Our honeymoon in Japan was a trip about 20 years in the making.
My fascination began in Year 6 Social Studies where my teacher Mrs Bird passed on her passion for Japanese culture. I remember her distinctly bringing in a Japanese wedding kimono and pottery and I was enchanted by the perfection of those crafts and the customs we had learned about. Our class excursion that year was to an amazing Japanese restaurant - now long gone – but in 1990, when Japanese food was far from ubiquitous in Perth as it is today, I still remember every dish on the menu and how different and beautiful each was.
Although going on to study Japanese in high school, it would be many years later before we enjoyed the best steak of our lives overlooking a park full of cherry blossoms in the middle of Tokyo.
It was worth the wait, and the planning. Our trip to Japan exceeded even my sky-high expectations. It was probably the best planned itinerary of our trips to date, thanks to some incredible luck with weather and some delightful hosts.
Kyoto – 3 nights Kinosaki Onsen – 1 night Kyoto – 1 night Shibu Onsen – 1 night Kanazawa – 2 nights Shira-kawa-go – 1 night Takayama – 2 nights Magome - 1 night Tokyo – 5 nights
Trip taken – March-April 2012
Recommended for Given the extensive train travel and public transport used on this itinerary, families with very young children or mobility issues may want to dial it down a notch and take a more relaxed pace, but there really is something for everyone here. It is a great balance of city sights and natural wonders, action and relaxation, modernity and tradition. Solo travelers get a special mention as ryokans are one of the few accommodations that charge on a per head rather than per room basis.
Spotting geiko (geisha) in Gion after eating the world’s best icecream
Onsen hopping and crab dinner at our traditional ryokan accommodation at Kinosaki Onsen
A night in a temple in Kyoto
Hanging out with snow monkeys in the snow in Shibu Onsen
Hiking the old postal route between postcard-perfect towns of Magome and Tsumago
Cherry Blossom festivities, Tsukiji fish market auction and amazing teppanyaki lunch in Tokyo
Spots we missed Although our timing was perfect for enjoying snow and cherry blossoms, we were out of season for sumo wrestling and autumn leaves, so next time will plan our trip around these.

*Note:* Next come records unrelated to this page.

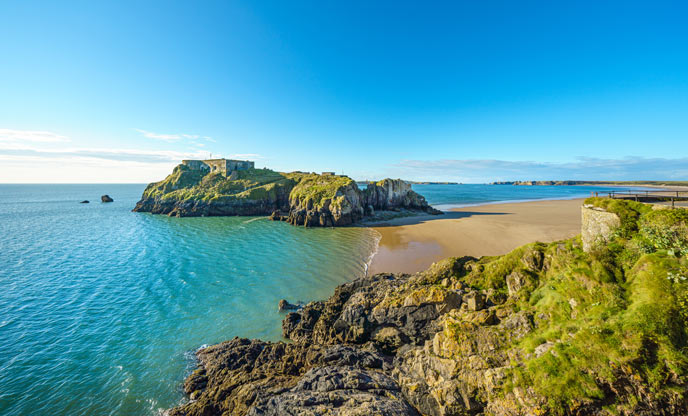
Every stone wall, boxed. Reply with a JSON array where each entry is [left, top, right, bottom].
[[182, 160, 210, 170], [227, 160, 255, 172], [182, 159, 255, 176], [581, 205, 621, 252]]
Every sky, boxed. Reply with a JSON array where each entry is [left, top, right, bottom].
[[0, 0, 688, 183]]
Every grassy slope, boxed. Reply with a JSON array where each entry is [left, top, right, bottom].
[[289, 174, 354, 208], [143, 165, 353, 207], [414, 198, 688, 414]]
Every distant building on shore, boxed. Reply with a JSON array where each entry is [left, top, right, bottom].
[[182, 159, 255, 176]]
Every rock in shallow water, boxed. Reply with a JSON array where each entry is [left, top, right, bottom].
[[277, 299, 301, 311]]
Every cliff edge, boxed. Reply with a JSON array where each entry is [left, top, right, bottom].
[[170, 199, 688, 416], [134, 164, 441, 226]]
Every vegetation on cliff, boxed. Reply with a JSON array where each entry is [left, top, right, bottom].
[[143, 165, 295, 201], [134, 164, 437, 226], [172, 199, 688, 416]]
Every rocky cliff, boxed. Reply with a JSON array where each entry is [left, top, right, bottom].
[[134, 165, 440, 226], [170, 200, 688, 416]]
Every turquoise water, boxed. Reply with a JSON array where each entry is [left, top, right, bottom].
[[0, 185, 375, 415], [0, 185, 644, 415], [413, 184, 647, 209]]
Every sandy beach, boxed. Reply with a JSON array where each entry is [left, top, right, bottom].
[[369, 199, 583, 274]]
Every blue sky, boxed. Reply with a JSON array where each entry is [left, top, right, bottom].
[[0, 1, 688, 182]]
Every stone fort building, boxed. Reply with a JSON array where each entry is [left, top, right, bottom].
[[182, 159, 255, 176]]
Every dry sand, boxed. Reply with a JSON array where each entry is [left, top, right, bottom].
[[369, 199, 583, 274]]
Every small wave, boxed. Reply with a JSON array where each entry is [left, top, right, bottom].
[[363, 228, 382, 277]]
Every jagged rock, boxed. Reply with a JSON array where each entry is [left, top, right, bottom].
[[134, 164, 441, 227], [170, 207, 688, 416], [506, 270, 527, 296], [277, 299, 300, 311], [463, 291, 485, 311]]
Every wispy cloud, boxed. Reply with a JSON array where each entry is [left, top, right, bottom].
[[0, 147, 206, 164], [134, 129, 215, 142], [392, 156, 688, 182], [229, 153, 265, 160], [0, 129, 69, 143]]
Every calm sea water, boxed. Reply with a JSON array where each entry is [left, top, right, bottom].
[[413, 184, 647, 209], [0, 185, 644, 415]]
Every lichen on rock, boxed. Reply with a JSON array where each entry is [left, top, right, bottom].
[[170, 200, 688, 416]]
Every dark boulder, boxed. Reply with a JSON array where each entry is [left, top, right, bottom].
[[277, 299, 301, 311]]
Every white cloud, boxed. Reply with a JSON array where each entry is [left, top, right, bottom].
[[134, 129, 215, 142], [229, 153, 264, 160], [0, 129, 69, 143]]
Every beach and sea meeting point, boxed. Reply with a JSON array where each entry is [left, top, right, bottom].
[[0, 0, 688, 416]]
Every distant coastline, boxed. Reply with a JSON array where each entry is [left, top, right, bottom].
[[490, 180, 688, 186]]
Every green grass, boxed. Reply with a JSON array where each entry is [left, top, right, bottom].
[[289, 174, 356, 208], [423, 199, 688, 415], [143, 165, 296, 202]]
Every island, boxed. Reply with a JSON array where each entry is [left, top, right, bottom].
[[134, 159, 441, 227], [169, 198, 688, 416]]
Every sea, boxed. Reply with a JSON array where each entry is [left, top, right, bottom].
[[0, 184, 644, 416]]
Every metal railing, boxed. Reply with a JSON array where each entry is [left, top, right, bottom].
[[595, 189, 688, 207]]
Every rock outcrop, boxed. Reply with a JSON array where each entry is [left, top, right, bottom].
[[581, 205, 621, 252], [134, 165, 440, 227], [170, 200, 688, 416]]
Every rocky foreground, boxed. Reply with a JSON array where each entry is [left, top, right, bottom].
[[169, 199, 688, 416], [134, 165, 441, 227]]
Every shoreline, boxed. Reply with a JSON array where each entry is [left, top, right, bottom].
[[366, 197, 585, 275]]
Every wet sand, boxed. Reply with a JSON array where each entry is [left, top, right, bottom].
[[369, 199, 583, 274]]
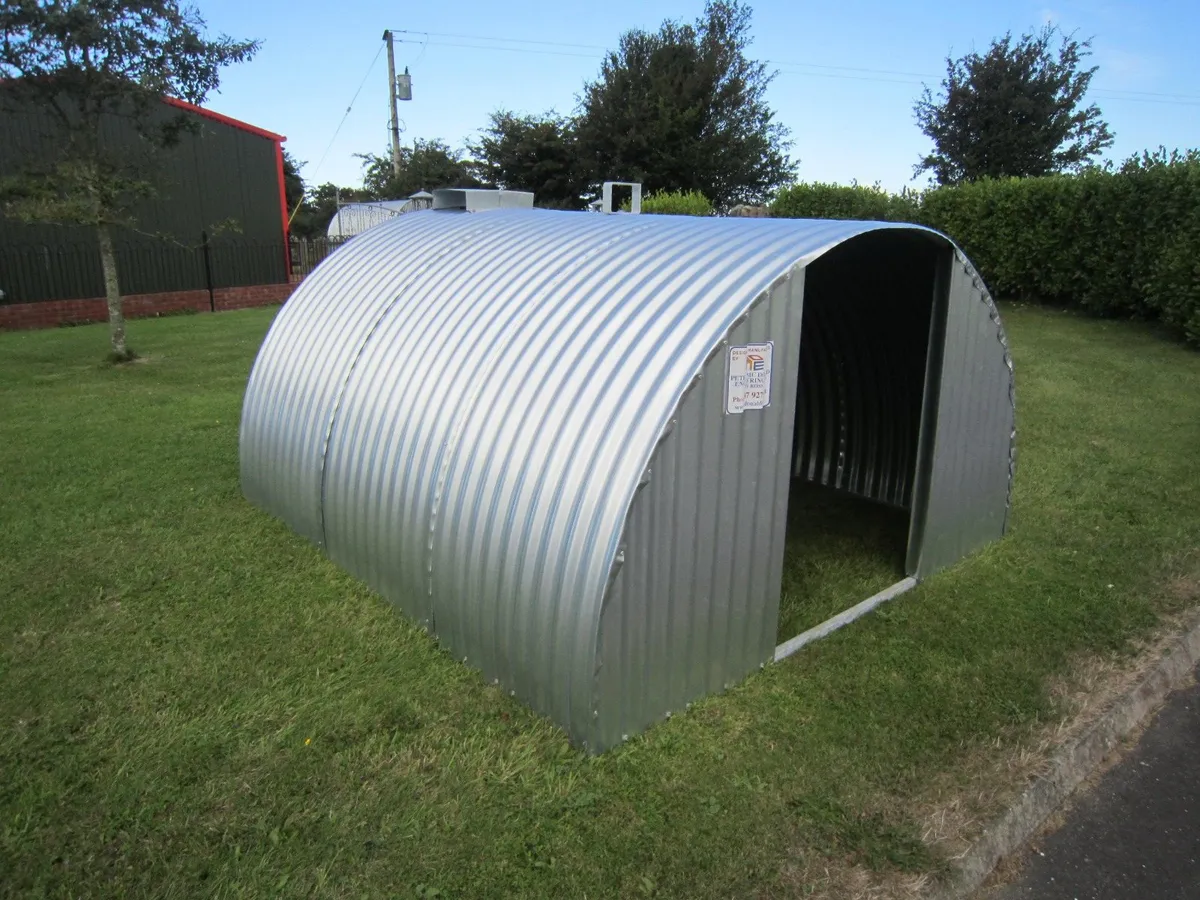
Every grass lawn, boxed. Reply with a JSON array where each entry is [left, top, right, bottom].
[[0, 308, 1200, 898]]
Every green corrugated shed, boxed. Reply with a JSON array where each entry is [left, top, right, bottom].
[[0, 91, 288, 304]]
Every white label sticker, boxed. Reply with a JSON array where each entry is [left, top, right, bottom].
[[725, 341, 775, 414]]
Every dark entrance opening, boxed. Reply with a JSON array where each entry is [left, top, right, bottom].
[[779, 230, 949, 641]]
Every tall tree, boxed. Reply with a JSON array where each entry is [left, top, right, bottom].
[[295, 181, 369, 238], [0, 0, 258, 360], [578, 0, 794, 208], [913, 25, 1114, 185], [283, 150, 307, 222], [359, 139, 479, 200], [468, 109, 590, 209]]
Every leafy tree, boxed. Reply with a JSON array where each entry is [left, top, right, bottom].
[[359, 140, 479, 200], [0, 0, 259, 360], [578, 0, 794, 209], [468, 109, 590, 209], [913, 25, 1112, 185], [283, 150, 307, 215], [293, 181, 369, 238]]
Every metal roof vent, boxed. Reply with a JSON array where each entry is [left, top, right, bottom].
[[433, 187, 533, 212]]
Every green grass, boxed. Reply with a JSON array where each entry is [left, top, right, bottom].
[[0, 308, 1200, 898], [778, 480, 908, 643]]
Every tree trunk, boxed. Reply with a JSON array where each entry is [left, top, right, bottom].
[[96, 224, 130, 362]]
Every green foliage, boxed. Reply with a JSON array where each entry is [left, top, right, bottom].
[[0, 306, 1200, 900], [622, 191, 713, 216], [772, 150, 1200, 344], [358, 139, 479, 200], [0, 0, 258, 358], [292, 181, 378, 238], [0, 0, 258, 227], [770, 181, 920, 222], [468, 109, 590, 209], [577, 0, 794, 209], [913, 25, 1112, 185]]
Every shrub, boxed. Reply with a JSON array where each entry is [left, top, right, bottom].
[[770, 181, 920, 222], [772, 150, 1200, 344], [622, 191, 713, 216]]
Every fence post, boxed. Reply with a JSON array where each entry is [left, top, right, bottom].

We loved Kyoto and would absolutely return, but would explore the region further, including Nara. Hiroshima and Miyajima Island are also on the list for next visit, as are the Iya Valley and Okinawa.
Planning a successful first trip to Japan
1. Choose a variety of accommodation
There are a couple of different types of accommodation in Japan.
The traditional ‘ryokan’ experience can be eyewateringly expensive, or relatively budget – either way, it is worth seeking out these ‘only in Japan’ accommodations.
Business hotels are the other broad option, and although they look pretty non-descript (that is kind of the point) when you get sick of sleeping on the floor it is good to mix up a stay in one of these hotels with more traditional accommodations. There are also some unexpected side benefits to many business hotels which often provide good value, including a range of complimentary features. One we stayed in Kanazawa was a two minute walk to the train and bus station and offered extensive complimentary breakfast, laundry facilities and a beautiful ‘sento’ or public bath.
2. Make space in your itinerary for a couple of Onsen towns
Favourites of the Japanese, onsen would have to be one of Japan’s most pleasurable holiday experiences and there are resort towns dedicated to their fabulousness – many within striking distance of major centres.
Once you acquaint yourself with bathtime etiquette and get over the initial shyness of bathing naked with a bunch of strangers (trust me, no-one is looking at you) – it is one of life’s great pleasures to slip into the piping hot thermal waters of these public baths, gad about town in a kimono eating snacks and enjoying the convivial atmosphere of historic towns like Kinosaki Onsen or Shibu Onsen.
3. Japan Rail
As for Europe, these passes are superb value and travel by Japanese rail is an unmissable experience - famously reliable and speedy, it is the only way to plan a multi-destination itinerary.
4. Plan to be lost in translation
Japan is, almost without exception, so well organised that communication need not necessarily be the issue non-Japanese speakers might imagine it to be. Even the smallest railway stations have information centres or people in charge that can point you right if you are lost, or assist to arrange onward travel.
Nevertheless, if you are not a Japanese speaker, your trip’s success will certainly come down to some careful planning as communication can be a difficulty. Make sure you print out your hotel names, maps and directions in English and Japanese, or carry with you on a digital device.
But above all, don’t be afraid to ask for help or directions – we found Japanese people went out of their way to assist us – on more than one occasion abandoning their own shop or route to deliver us to our destination.
And don’t forget to take your sense of humour – although I would acquaint yourself with the basics of Japanese etiquette so as not to deliberately offend - there will always be the odd cultural gaffe or communication barrier. As long as you are sensitive to this possibility, you will no doubt find Japanese people to be incredibly forgiving of foreigners’ faux pas.
Your planning, patience and good humour will certainly be rewarded.